Yellow fever is a viral disease transmitted to humans by infected mosquitoes. It has caused large epidemics in tropical areas of Africa and the Americas.
Symptoms occur within three to six days after infection. Initial symptoms include fever, loss of appetite, headache, vomiting, and backache. As the disease progresses, the pulse slows and weakens. After three to four days, most patients improve and their symptoms disappear. However, about 15% of cases enter a "toxic phase within 24 hours. This phase is characterized by bleeding of the gums and bloody urine, and can progress to delirium, seizures, and coma. Jaundice can also occur relatively early in the disease, thus the name "yellow fever."
Every year about 200,000 cases of yellow fever are recorded worldwide, and 30,000 of these die, but the figures are underestimated because of faulty record keeping.
Only a handful of cases have been documented in the U.S. in the past 80 years, all unvaccinated people that traveled to or came from high-risk areas. People are at risk if they travel to an area where yellow fever is seen in humans or monkeys (endemic areas) and there are mosquitoes to spread the virus. Even so, the risk for illness when traveling to these areas is considered small.
Yellow fever is spread mostly in two different cycles:
Jungle yellow fever is mainly a disease of monkeys. It is spread from infected mosquitoes to monkeys in the tropical rain forest. Jungle yellow fever is rare and occurs mostly in persons who work in tropical rain forests who are bitten by mosquitoes infected by monkeys.
Urban yellow fever is a disease of humans and the cause of most yellow fever outbreaks. Aedes aegyptiis the type of mosquito that usually carries yellow fever from human to human. These mosquitoes breed in discarded tires, flowerpots, oil drums, and water storage containers close to human dwellings.
Yellow fever is preventable by a relatively safe, effective vaccine. The single-dose 'live' vaccine is recommended for people 9 months of age and older. The vaccine becomes protective after 10 days, and provides immunity to a vaccinated individual for 10 years or more.
Describe your symptoms to your health care provider, and do not forget to mention your travel history.
Yellow fever is difficult to recognize, especially during the early stages.
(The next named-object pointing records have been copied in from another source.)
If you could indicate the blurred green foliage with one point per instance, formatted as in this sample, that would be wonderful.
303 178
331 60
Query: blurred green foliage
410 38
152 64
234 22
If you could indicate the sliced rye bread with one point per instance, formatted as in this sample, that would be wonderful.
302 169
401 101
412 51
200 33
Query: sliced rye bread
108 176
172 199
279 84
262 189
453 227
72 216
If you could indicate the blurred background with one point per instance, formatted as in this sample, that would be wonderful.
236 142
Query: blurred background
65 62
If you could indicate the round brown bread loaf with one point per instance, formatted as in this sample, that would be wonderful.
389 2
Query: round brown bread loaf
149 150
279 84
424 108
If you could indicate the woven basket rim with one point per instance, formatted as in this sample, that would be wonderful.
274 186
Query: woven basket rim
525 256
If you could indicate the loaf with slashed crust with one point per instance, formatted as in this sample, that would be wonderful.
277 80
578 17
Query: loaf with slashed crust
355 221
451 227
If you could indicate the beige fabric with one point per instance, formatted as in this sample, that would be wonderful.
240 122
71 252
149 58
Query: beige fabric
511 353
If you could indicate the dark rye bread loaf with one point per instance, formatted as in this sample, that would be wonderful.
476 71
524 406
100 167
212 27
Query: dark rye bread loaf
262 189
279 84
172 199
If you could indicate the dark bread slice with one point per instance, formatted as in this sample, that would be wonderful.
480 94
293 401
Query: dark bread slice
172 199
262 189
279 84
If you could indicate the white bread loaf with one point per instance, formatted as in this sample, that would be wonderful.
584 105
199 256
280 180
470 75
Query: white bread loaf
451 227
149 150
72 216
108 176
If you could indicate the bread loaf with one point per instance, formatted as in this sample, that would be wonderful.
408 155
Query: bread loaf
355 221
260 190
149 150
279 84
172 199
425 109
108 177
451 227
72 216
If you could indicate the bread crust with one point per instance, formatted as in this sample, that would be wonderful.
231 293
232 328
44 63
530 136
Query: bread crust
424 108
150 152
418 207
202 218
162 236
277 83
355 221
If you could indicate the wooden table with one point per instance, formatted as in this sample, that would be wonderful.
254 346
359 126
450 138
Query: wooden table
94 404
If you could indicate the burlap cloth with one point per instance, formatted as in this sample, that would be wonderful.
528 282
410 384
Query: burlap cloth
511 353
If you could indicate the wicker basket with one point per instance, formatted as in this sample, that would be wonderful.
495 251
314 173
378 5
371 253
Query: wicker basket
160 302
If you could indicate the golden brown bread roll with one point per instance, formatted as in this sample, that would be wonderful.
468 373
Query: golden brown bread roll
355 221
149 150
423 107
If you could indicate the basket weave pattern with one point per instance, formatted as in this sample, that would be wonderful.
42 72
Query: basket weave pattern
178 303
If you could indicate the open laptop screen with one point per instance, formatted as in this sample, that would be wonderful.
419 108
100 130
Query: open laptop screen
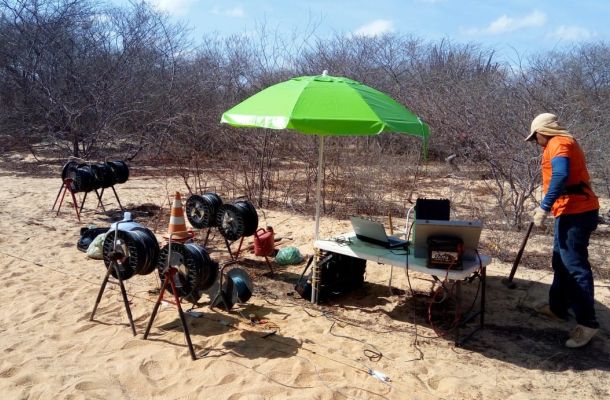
374 232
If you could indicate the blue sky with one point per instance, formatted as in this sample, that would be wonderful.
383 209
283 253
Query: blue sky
513 27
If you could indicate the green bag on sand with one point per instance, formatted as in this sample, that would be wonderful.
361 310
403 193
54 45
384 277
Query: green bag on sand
95 249
288 255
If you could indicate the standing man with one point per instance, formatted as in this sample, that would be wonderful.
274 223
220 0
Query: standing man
568 195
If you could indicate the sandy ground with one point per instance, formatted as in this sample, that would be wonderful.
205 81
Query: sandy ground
50 349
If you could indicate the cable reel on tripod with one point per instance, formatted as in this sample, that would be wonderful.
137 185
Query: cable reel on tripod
136 251
201 211
237 220
196 272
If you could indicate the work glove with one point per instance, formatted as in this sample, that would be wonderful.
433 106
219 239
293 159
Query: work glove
540 217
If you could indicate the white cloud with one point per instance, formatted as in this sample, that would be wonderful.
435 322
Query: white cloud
174 7
508 24
375 28
571 33
235 12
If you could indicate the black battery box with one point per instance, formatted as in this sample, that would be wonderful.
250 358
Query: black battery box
445 252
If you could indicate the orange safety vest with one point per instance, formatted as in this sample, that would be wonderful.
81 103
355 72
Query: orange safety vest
579 196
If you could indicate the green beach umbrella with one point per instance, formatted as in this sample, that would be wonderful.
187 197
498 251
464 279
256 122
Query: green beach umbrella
325 105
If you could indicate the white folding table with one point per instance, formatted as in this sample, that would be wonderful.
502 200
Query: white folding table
349 245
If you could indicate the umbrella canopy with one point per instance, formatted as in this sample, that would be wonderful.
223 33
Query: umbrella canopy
325 105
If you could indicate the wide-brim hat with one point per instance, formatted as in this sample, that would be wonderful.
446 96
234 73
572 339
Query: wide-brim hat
547 125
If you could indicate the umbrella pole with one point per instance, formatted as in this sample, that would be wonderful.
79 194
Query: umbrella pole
319 185
315 277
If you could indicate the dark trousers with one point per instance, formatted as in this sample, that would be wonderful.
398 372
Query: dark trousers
572 285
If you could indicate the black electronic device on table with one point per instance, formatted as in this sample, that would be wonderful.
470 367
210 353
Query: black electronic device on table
445 252
468 232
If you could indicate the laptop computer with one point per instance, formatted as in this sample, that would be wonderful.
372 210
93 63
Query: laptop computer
468 231
374 232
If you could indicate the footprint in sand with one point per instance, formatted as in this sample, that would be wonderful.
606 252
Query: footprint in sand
84 328
152 369
9 372
132 344
89 385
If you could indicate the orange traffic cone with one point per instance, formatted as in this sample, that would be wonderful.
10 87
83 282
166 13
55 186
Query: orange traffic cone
176 221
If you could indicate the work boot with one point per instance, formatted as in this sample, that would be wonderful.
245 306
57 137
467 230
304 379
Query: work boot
580 336
545 309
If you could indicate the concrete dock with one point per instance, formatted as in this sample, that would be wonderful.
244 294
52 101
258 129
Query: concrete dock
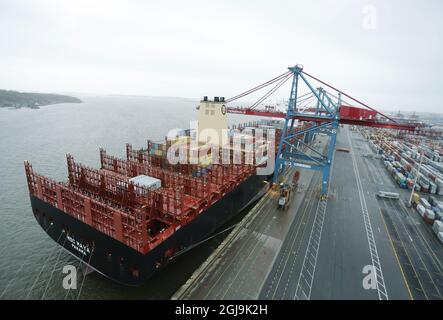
323 249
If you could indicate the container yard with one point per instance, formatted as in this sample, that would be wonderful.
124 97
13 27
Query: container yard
414 163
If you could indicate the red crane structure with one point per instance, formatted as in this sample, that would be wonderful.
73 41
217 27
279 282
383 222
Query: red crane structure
330 110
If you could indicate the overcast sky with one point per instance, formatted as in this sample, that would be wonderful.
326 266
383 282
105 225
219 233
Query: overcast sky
195 48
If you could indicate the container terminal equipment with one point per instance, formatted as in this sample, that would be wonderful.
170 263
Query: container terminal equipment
129 218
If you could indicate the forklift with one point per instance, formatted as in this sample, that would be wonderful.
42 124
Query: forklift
285 197
286 192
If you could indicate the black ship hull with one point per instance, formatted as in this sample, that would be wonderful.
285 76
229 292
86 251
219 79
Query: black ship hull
125 265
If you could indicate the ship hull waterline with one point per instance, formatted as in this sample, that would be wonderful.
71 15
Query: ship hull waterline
116 260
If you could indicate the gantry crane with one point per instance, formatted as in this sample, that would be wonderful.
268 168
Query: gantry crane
325 117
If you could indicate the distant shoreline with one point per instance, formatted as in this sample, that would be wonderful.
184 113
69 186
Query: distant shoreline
18 100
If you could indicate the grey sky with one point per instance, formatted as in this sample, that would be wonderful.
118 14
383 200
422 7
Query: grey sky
196 48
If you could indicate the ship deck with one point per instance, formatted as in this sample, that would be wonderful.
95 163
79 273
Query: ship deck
308 253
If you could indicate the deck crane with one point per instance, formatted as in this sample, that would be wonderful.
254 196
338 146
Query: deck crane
330 110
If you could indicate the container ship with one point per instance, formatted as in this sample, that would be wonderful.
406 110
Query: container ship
127 219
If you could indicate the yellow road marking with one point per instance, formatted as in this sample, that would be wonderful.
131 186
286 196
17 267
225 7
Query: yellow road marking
396 256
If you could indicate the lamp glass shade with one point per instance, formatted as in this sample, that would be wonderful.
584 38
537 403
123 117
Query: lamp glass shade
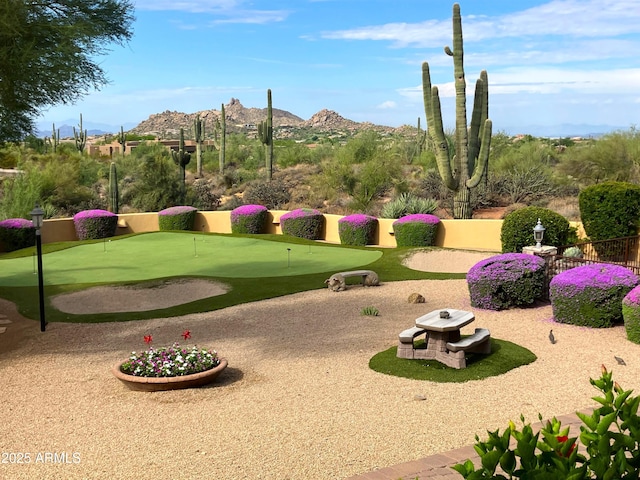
538 233
37 214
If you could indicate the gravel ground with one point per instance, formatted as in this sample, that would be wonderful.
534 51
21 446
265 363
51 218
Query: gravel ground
298 399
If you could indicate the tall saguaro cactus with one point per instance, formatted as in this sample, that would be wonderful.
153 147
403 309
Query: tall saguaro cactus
182 159
80 136
464 170
122 140
265 134
113 189
223 139
198 132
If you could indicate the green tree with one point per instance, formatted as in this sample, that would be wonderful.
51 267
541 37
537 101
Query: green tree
49 54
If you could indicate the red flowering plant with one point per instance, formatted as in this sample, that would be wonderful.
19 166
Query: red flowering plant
609 438
173 361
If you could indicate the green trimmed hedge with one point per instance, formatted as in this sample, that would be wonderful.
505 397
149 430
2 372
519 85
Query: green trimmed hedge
631 314
517 228
177 218
507 280
417 230
357 229
249 219
609 210
16 233
95 224
303 223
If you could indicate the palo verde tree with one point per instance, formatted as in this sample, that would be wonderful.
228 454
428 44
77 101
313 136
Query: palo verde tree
49 54
462 170
265 134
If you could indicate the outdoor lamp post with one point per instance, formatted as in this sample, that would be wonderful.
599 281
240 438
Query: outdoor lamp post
538 234
37 214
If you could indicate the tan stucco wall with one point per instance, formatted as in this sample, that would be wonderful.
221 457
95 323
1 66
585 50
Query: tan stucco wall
459 234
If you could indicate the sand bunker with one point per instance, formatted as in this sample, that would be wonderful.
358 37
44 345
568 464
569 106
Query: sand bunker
137 298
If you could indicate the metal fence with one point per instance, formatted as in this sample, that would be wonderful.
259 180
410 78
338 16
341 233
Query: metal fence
619 251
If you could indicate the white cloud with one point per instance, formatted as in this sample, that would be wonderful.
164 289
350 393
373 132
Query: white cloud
545 81
573 18
389 104
230 11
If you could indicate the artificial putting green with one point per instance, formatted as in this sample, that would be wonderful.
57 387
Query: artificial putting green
174 254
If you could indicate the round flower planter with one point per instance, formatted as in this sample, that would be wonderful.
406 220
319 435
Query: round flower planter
155 384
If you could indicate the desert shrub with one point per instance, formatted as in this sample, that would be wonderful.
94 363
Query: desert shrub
407 204
248 219
232 202
17 233
631 314
573 252
517 228
303 223
274 195
94 224
202 196
610 210
177 218
591 295
357 229
417 230
507 280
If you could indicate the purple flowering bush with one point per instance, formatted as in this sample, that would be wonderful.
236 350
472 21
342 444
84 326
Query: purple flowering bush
357 229
16 233
631 314
248 219
506 280
95 224
591 295
416 230
173 361
303 223
177 218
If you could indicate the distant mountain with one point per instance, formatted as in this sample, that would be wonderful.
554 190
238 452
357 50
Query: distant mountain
241 117
92 128
565 130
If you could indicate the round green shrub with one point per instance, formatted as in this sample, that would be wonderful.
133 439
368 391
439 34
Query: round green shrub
16 233
507 280
357 229
303 223
417 230
609 210
517 228
631 314
591 295
177 218
95 224
249 219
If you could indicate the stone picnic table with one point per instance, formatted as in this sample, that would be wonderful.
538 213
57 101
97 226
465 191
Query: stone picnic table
443 339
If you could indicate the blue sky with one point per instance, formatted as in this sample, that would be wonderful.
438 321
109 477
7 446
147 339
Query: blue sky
549 62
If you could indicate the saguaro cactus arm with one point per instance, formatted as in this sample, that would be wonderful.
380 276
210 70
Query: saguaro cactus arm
470 163
80 136
436 130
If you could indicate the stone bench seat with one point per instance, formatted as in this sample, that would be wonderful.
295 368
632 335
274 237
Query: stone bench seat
408 335
406 338
337 282
479 342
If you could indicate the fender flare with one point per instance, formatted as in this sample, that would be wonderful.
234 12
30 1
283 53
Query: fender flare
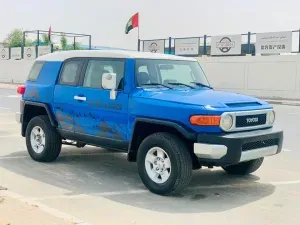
186 132
38 104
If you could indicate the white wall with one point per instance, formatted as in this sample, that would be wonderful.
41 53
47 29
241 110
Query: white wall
263 76
14 71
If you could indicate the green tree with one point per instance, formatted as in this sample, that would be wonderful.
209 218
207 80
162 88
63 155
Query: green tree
15 39
45 39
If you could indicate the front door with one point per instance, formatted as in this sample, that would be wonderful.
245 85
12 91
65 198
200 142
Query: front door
64 102
99 119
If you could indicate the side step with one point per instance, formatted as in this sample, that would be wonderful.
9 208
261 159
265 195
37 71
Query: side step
78 144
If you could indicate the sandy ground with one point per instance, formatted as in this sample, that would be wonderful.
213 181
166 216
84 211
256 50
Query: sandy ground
16 212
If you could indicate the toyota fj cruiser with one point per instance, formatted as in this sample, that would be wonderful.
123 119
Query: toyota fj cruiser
158 108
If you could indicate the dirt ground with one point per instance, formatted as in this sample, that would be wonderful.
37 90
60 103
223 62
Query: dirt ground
16 212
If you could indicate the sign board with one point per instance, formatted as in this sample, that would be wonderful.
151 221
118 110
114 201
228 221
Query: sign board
16 53
29 52
4 53
44 50
155 46
274 42
226 45
187 46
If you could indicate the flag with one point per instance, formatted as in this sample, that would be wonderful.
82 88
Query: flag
132 23
49 33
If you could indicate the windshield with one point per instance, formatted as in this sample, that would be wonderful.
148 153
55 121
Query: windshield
169 72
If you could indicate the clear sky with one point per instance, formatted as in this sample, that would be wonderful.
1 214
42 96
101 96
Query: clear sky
106 20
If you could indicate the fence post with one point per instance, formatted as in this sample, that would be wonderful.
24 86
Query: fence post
249 42
38 38
90 42
204 45
23 45
299 41
139 44
170 45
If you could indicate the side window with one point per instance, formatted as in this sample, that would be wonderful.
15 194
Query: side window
143 69
35 71
96 68
71 72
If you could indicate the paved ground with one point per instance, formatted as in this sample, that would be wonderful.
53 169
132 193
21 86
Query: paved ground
101 187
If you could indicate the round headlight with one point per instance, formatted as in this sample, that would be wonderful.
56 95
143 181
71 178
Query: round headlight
271 117
226 122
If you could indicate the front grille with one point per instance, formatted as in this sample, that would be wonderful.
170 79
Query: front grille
251 120
259 144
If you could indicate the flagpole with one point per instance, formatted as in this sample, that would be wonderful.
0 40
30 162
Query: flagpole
139 41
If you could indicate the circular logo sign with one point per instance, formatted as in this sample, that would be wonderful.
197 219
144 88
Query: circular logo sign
28 52
3 54
225 44
153 47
It can be easily confused with malaria, typhoid, rickettsial diseases, hemorrhagic viral fevers (e.g. Ebola), dengue, leptospirosis, and viral hepatitis. A laboratory analysis is required to confirm a suspect case. Blood tests can detect antibodies that are produced in response to the infection.
There is no specific treatment for yellow fever. Treatment for symptoms may include intravenous fluids, blood products for severe bleeding, and dialysis for renal failure.
The risk for a traveler of acquiring yellow fever depends in part on the destination, season, outdoor activities while traveling, and the rate of transmission at the time of travel. For example, in West Africa, the most dangerous time of year is during the late rainy and early dry seasons (July to October), while virus transmission is highest during the rainy season (January to March) in Brazil.
Travelers should get vaccinated for yellow fever before visiting areas where yellow fever is found.